Jakarta, Aktual.com – Diduga kuat ada transaksi politik di balik proses pembahasan Rancangan Peraturan Daerah (raperda) Rencana Zonasi Wilayah Pesisir dan Pulau-pulau Kecil (RZWP3K).
“Sangat mungkin di belakang layar ada transaksi-transaksi yang terjadi,” kata pengacara publik dari Lembaga Bantuan Hukum (LBH) Jakarta, Tigor Hutapea, kepada Aktual.com, Kamis (25/2).
Kecurigaan dia mencuat, lantaran reklamasi Teluk Jakarta seperti menjadi bentuk ketidakpedulian pemerintah pada kepentingan nelayan. “Pemerintah lebih memperhatikan kepentingan pengusaha yang ingin membangun pulau dan pemukiman bagi kalangan yang cukup uang,” kata dia.

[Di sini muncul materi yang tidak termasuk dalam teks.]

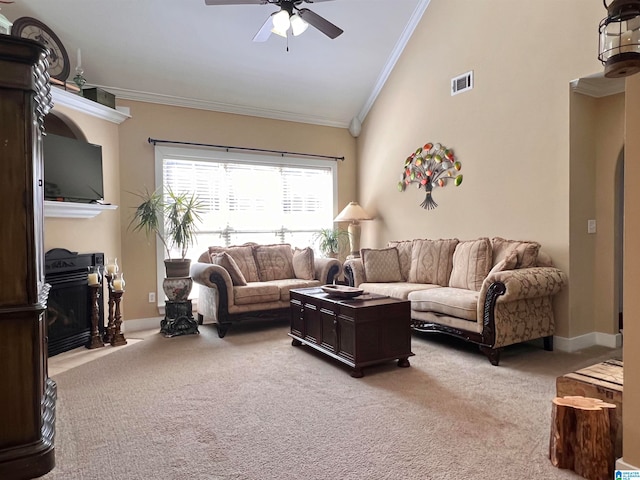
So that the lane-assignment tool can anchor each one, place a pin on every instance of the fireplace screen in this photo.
(69, 306)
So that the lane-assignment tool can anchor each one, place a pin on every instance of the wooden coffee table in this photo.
(358, 332)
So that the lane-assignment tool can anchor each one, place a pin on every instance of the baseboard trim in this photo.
(573, 344)
(622, 465)
(141, 324)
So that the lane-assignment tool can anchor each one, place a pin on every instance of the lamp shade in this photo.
(352, 213)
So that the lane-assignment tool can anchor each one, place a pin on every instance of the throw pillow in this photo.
(432, 260)
(404, 252)
(275, 262)
(527, 251)
(303, 266)
(243, 256)
(508, 263)
(471, 264)
(229, 264)
(381, 265)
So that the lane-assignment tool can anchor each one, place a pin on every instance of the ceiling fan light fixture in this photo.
(282, 33)
(619, 41)
(298, 25)
(281, 22)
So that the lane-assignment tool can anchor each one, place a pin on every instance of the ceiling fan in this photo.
(289, 16)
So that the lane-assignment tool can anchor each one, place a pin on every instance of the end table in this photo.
(178, 319)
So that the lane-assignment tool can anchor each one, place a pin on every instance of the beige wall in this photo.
(596, 139)
(190, 125)
(538, 161)
(609, 139)
(511, 132)
(631, 353)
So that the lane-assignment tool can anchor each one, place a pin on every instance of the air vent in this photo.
(462, 83)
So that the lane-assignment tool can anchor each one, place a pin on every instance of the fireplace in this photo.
(69, 307)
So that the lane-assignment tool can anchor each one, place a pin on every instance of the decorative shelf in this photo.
(81, 104)
(74, 210)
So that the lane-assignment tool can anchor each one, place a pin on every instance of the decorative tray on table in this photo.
(342, 291)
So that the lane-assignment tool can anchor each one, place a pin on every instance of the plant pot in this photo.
(177, 289)
(177, 267)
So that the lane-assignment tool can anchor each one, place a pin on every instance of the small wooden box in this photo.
(603, 381)
(100, 96)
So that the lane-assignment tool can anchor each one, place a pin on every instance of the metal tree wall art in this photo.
(433, 165)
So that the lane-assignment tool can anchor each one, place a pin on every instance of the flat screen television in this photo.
(72, 170)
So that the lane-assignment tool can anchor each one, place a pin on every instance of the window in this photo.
(250, 197)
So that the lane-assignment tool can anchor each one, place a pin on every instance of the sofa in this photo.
(253, 281)
(492, 292)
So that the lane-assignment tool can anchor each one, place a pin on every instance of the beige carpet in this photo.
(251, 406)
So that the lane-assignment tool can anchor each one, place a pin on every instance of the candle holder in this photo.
(94, 278)
(118, 337)
(108, 334)
(79, 79)
(111, 266)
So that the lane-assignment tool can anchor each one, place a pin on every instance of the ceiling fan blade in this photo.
(322, 24)
(235, 2)
(265, 31)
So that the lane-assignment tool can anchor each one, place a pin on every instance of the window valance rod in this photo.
(155, 141)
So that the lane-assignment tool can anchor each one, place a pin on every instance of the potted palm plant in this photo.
(331, 240)
(174, 220)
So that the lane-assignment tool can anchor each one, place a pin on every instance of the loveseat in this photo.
(492, 292)
(253, 281)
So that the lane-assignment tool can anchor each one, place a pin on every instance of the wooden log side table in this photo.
(178, 319)
(604, 381)
(583, 436)
(366, 330)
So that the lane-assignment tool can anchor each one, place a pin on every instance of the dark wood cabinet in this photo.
(359, 332)
(27, 402)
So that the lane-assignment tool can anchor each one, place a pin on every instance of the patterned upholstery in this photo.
(471, 264)
(456, 302)
(527, 251)
(432, 261)
(381, 265)
(404, 252)
(501, 291)
(225, 260)
(303, 266)
(274, 262)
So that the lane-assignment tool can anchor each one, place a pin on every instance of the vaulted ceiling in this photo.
(187, 53)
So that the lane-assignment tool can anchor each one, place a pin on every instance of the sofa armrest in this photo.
(327, 269)
(214, 276)
(526, 283)
(354, 272)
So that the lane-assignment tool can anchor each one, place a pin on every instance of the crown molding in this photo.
(393, 58)
(126, 94)
(84, 105)
(134, 95)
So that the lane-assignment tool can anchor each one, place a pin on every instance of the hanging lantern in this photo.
(619, 45)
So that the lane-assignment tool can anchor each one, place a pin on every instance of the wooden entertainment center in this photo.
(27, 403)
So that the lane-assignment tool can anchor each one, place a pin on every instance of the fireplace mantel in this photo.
(74, 210)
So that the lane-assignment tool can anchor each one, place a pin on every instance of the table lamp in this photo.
(353, 213)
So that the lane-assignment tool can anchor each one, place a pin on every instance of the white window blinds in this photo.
(261, 201)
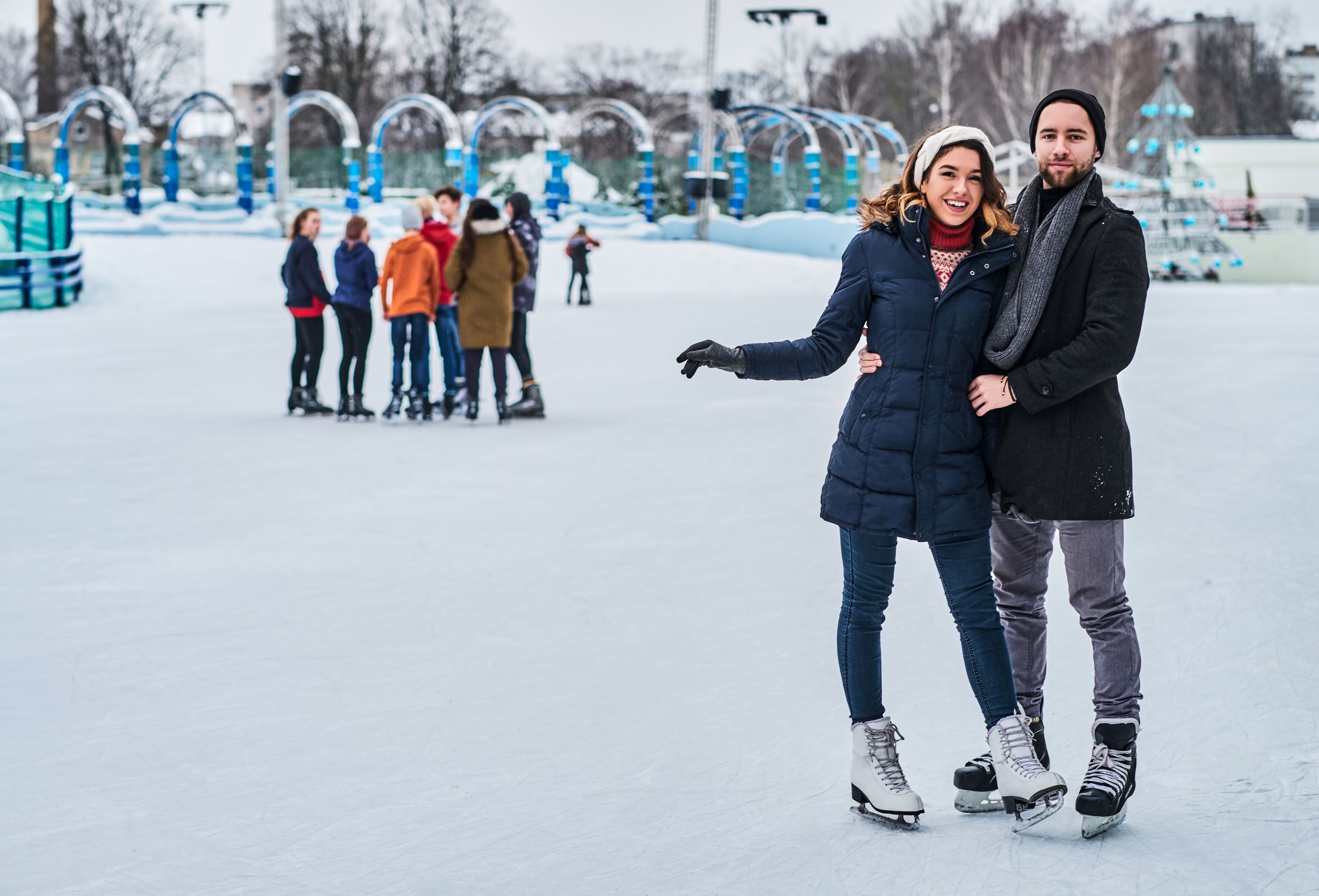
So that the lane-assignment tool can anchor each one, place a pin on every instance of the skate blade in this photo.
(974, 801)
(897, 820)
(1032, 813)
(1093, 827)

Hal dibuktikan dengan izin yang diberikan oleh para pengembang untuk membangun 17 pulau di Teluk Jakarta yang akan berimbas pada hilangnya pendapatan nelayan.
Lanjut Tigor, dalam perumusan raperda sendiri memiliki beberapa permasalahan. Di mana dalam perumusan aturan itu, nelayan yang terdampak langsung justru tidak dilibatkan. Padahal, nelayan punya kepentingan langsung terhadap daerah pesisir.
“Karena tidak ada konsultasi publik dan juga sosialisasi. Jadi, kita pikir prosesnya bermasalah,” sambungnya.
Sebelumnya, Kepala Bidang Pengembang Hukum dan Pembelaan Nelayan KNTI Martin Hadiwinata juga sudah mengingatkan DPRD DKI agar tidak berlandaskan transaksi politik dengan menolak Raperda Zonasi.
Bila raperda itu ternyata jadi juga disahkan, Martin mengaku sudah siapkan ‘jurus’ lain. Yakni dengan melaporkan ke Komisi Pemberantasan Korupsi (KPK). Untuk mengusut dugaan politik transasksional dalam pembahasan dua raperda itu. “Sejak awal proyek reklamasi sarat akan KKN,” kata dia.
Diketahui, para nelayan hari ini berunjuk rasa di DPRD DKI mendesak agar Raperda Zonasi tidak disahkan. Sebab bakal jadi payung hukum bagi megaproyek reklamasi 17 pulau di Teluk Jakarta. Sejauh ini, Koalisi Selamatkan Teluk Jakarta juga sedang proses bertarung menggugat izin reklamasi di Pengadilan Tata Usaha Negara (PTUN) DKI.
Adapun yang digugat adalah izin pelaksanaan Pulau G (Pluit City dikembangkan PT Muara Wisesa Samudra), Pulau F (PT Jakarta Propertindo), Pulau I (PT Jaladri Kartika Eka Paksi), dan Pulay K ( PT Pembangunan Jaya Ancol).